Dan Janison has been a reporter at Newsday since 1997.
One strategist likes to call this spring's congressional primary season the political version of the "short series" in sports.
Like a three-of-five game contest, instead of the full four-of-seven, the June 26 date for New York's federal primaries, versus the customary mid-September date, means a hot contender can more likely score an upset, his thinking goes.
For those just tuning in, a federal judge in late January ordered the June primary date to comply with new requirements assuring sufficient time for absentee ballots mailed to Americans overseas to be returned in time to count. Now the "short series" takes over the election landscape.
The region's best-watched contest pits Democratic Rep. Charles B. Rangel, the New York delegation's dean, who began representing Harlem in 1971, against four challengers. The strongest is widely believed to be state Sen. Adriano Espaillat (D-Manhattan).
Rangel, 81, lost his Ways and Means Committee chairmanship two years ago in an ethics scandal before the GOP won a majority in the House. President Barack Obama urged him to end his four-decade House career "with dignity," which was widely taken as a call to resign. And his district became less African-American. With all that, Espaillat calls for "bold, new ideas."
In New York City, the congressional contests of interest are Democratic primaries. They also include a Brooklyn contest between Assemb. Hakeem Jeffries and ex-City Councilman Charles Barron to succeed retiring Brooklyn Rep. Ed Towns, and a Queens competition among Assembs. Rory Lancman and Grace Meng, and Councilwoman Elizabeth Crowley, to succeed retiring Rep. Gary Ackerman.
On Long Island, the key battles are Republican. With seven weeks left until the June vote -- which also features the three-way GOP primary for U.S. Senate -- candidates have their own calculus of what the "short season" means.
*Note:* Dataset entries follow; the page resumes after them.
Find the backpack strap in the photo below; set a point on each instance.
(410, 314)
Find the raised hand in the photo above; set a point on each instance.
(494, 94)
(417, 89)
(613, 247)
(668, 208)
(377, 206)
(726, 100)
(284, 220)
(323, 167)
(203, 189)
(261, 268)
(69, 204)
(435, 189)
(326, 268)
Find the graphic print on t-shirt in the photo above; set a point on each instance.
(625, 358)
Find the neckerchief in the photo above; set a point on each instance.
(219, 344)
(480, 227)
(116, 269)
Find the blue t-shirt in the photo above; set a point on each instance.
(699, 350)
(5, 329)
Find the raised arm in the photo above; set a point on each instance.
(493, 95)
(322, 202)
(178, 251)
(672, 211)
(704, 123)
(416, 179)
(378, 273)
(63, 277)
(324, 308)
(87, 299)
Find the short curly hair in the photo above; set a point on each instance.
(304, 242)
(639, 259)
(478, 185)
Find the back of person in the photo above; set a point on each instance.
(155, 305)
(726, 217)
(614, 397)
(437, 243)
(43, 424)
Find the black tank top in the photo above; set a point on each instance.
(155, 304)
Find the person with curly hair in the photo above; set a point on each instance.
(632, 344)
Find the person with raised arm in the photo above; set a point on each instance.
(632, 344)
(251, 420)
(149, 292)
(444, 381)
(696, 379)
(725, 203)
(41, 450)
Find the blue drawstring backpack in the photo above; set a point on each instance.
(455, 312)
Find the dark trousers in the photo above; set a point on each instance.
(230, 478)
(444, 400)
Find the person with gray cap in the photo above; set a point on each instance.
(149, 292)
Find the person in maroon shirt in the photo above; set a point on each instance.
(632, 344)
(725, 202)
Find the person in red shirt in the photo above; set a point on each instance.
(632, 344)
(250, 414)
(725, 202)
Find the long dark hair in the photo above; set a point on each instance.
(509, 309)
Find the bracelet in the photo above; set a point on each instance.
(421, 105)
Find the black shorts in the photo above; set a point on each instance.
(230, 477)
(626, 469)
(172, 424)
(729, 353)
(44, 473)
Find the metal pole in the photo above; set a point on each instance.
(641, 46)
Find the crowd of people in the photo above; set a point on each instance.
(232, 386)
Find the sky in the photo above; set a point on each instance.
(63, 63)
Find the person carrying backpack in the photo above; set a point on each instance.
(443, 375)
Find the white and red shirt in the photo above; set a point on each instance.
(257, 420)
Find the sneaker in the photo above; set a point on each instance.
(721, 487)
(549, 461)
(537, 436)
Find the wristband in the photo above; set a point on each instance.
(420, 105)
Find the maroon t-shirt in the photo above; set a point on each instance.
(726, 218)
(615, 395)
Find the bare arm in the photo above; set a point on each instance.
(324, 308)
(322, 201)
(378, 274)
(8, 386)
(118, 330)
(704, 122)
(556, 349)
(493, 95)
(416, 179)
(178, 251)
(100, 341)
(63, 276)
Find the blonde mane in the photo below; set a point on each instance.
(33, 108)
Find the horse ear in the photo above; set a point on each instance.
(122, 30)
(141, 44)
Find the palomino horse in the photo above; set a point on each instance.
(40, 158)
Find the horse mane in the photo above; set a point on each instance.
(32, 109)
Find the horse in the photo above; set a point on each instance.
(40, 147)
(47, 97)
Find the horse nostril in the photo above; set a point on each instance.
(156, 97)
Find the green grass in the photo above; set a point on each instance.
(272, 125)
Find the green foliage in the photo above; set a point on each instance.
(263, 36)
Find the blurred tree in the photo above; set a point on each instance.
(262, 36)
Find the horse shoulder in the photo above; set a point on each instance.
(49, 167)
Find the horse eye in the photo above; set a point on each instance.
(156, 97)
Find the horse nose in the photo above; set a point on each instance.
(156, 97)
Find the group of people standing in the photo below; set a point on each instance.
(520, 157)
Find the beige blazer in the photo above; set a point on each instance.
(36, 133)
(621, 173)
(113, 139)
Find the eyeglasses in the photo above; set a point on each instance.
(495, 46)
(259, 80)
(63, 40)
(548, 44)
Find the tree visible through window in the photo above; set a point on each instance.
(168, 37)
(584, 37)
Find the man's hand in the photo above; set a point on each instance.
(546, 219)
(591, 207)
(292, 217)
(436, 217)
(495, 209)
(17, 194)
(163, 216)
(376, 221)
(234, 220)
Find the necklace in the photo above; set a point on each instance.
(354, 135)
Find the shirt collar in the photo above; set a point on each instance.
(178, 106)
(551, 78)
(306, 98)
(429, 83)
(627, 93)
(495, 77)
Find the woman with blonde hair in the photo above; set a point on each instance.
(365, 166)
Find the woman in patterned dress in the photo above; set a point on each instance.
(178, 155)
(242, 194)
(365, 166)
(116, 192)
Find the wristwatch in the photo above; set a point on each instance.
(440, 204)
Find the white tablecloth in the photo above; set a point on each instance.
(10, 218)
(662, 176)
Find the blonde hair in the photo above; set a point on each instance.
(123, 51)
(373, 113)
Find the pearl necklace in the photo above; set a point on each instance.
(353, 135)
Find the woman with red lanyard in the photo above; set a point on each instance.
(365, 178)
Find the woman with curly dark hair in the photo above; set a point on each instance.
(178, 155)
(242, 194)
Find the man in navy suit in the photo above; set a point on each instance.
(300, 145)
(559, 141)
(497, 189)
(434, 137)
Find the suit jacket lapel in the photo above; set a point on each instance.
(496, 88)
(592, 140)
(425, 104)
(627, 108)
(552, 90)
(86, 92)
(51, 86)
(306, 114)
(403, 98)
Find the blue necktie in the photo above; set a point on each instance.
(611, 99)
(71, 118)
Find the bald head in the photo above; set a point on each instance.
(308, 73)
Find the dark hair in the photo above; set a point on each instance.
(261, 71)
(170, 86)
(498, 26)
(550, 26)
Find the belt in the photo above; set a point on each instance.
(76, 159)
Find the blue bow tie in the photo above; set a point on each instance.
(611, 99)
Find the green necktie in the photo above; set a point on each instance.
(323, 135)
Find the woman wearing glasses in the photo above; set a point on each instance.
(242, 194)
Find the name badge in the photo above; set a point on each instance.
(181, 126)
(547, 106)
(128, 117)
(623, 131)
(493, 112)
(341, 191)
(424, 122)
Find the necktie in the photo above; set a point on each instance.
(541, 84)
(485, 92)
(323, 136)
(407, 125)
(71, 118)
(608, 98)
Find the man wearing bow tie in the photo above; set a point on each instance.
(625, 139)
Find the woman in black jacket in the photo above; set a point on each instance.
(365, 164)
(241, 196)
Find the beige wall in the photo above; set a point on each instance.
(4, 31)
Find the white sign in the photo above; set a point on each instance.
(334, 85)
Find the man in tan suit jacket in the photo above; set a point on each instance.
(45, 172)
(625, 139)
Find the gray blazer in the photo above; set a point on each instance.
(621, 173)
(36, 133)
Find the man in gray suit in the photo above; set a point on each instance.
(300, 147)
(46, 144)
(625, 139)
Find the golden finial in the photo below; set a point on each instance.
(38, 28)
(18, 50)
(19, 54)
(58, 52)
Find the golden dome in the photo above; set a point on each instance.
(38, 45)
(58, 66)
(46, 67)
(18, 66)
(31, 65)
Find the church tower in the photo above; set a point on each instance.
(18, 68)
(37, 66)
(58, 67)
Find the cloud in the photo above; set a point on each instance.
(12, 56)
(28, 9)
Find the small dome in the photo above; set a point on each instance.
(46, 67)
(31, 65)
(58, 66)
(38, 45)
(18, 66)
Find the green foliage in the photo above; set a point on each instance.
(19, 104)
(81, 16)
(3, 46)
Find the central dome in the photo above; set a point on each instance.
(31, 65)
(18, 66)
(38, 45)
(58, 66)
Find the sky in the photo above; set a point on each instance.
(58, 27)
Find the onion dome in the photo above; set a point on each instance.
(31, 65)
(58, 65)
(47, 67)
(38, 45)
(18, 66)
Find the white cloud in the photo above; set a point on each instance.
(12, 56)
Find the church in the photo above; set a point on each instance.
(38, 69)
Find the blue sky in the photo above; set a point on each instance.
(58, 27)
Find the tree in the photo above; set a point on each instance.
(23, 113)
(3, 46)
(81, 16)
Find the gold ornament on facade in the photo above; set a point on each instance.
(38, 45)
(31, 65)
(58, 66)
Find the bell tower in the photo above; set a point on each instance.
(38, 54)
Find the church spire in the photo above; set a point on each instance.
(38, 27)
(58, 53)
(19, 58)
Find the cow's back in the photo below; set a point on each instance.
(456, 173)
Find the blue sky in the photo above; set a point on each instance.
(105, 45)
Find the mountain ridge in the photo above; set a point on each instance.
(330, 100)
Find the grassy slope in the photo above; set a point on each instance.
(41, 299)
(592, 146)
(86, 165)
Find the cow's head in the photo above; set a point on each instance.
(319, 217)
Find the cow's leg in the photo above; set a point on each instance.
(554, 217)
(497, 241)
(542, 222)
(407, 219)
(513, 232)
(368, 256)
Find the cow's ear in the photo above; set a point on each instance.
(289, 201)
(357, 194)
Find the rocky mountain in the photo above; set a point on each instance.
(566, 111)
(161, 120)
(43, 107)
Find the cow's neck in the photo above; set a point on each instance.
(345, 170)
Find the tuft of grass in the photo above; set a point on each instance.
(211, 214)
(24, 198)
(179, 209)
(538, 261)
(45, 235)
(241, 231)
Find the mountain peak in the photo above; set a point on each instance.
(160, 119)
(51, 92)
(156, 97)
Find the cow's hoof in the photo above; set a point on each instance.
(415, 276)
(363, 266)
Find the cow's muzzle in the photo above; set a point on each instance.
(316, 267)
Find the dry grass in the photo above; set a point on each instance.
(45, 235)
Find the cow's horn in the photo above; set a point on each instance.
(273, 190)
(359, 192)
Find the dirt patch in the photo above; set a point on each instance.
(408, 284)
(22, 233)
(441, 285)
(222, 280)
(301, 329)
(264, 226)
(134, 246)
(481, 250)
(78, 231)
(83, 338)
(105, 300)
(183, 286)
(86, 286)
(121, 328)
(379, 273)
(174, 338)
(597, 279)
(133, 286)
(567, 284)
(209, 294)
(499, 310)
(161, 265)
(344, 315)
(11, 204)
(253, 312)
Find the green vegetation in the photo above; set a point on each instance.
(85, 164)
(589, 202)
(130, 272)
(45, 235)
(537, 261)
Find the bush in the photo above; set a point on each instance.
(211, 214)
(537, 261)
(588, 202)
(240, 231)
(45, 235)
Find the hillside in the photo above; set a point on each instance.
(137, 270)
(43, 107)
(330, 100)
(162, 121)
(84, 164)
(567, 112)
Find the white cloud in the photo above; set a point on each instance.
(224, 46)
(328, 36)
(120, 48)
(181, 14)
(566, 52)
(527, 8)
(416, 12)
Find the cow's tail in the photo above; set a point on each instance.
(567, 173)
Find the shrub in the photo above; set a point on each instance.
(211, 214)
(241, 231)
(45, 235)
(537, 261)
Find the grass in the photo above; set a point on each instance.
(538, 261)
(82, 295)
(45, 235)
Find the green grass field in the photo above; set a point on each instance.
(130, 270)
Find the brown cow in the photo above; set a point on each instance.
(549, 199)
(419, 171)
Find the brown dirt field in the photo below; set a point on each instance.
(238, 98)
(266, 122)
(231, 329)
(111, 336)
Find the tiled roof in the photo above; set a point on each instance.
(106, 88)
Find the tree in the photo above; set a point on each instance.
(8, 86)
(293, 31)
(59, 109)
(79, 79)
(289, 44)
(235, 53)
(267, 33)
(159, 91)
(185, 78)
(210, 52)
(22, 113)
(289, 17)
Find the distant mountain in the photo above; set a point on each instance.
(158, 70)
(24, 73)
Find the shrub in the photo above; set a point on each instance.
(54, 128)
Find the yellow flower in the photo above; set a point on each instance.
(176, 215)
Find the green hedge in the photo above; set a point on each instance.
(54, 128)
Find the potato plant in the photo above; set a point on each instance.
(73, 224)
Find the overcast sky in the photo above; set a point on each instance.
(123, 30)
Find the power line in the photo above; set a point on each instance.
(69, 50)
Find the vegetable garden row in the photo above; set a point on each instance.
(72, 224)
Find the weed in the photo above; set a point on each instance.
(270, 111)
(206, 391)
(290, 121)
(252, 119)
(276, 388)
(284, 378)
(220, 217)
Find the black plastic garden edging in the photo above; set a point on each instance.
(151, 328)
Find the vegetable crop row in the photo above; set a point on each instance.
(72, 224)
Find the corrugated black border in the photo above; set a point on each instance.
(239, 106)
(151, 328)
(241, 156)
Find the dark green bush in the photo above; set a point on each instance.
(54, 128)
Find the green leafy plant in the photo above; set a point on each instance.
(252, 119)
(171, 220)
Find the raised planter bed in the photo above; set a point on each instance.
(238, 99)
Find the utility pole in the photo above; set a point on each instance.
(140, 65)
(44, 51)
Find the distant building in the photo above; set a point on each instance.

Nassau Legis. Francis X. Becker Jr. sees advantage in the earlier primary. He said concentrating on an intraparty fight into September -- as in 2010, when he lost -- meant "not being able to focus on the true opponent," Rep. Carolyn McCarthy (D-Mineola).
Holding three separate primaries for different purposes this year "causes some chaos in peoples' minds, especially when it comes to getting out the vote," he said. Becker (R-Lynbrook) added that "prime voters" -- those who habitually turn out -- "always seem to know what's going on," and which contest is held when.
Separately, attorney Frank Scaturro, Becker's opponent for the 4th District GOP nomination, said the September primary date in the past left "too little time to focus on the general election cycle," and "protected incumbents by giving them an unfair advantage against challengers."
Scaturro concurred that having the presidential primary on April 24, Senate and Congressional races June 26, and state legislative and local primaries Sept. 11 "is confusing to voters, and it's unfortunate you can't have them all on one day." But, Scaturro said, "I do think it will make it easier to focus on defeating Carolyn McCarthy in November."
In Suffolk, where another GOP rematch is under way for the nomination to face Rep. Tim Bishop (D-Southampton) in November, spokesmen for rivals Randy Altschuler, a businessman, and George Demos, former law-enforcement attorney, also predict an advantage to that longer post-primary period. Of course, all hinge their remarks on the presumption it's their candidate who wins the intra-party contest.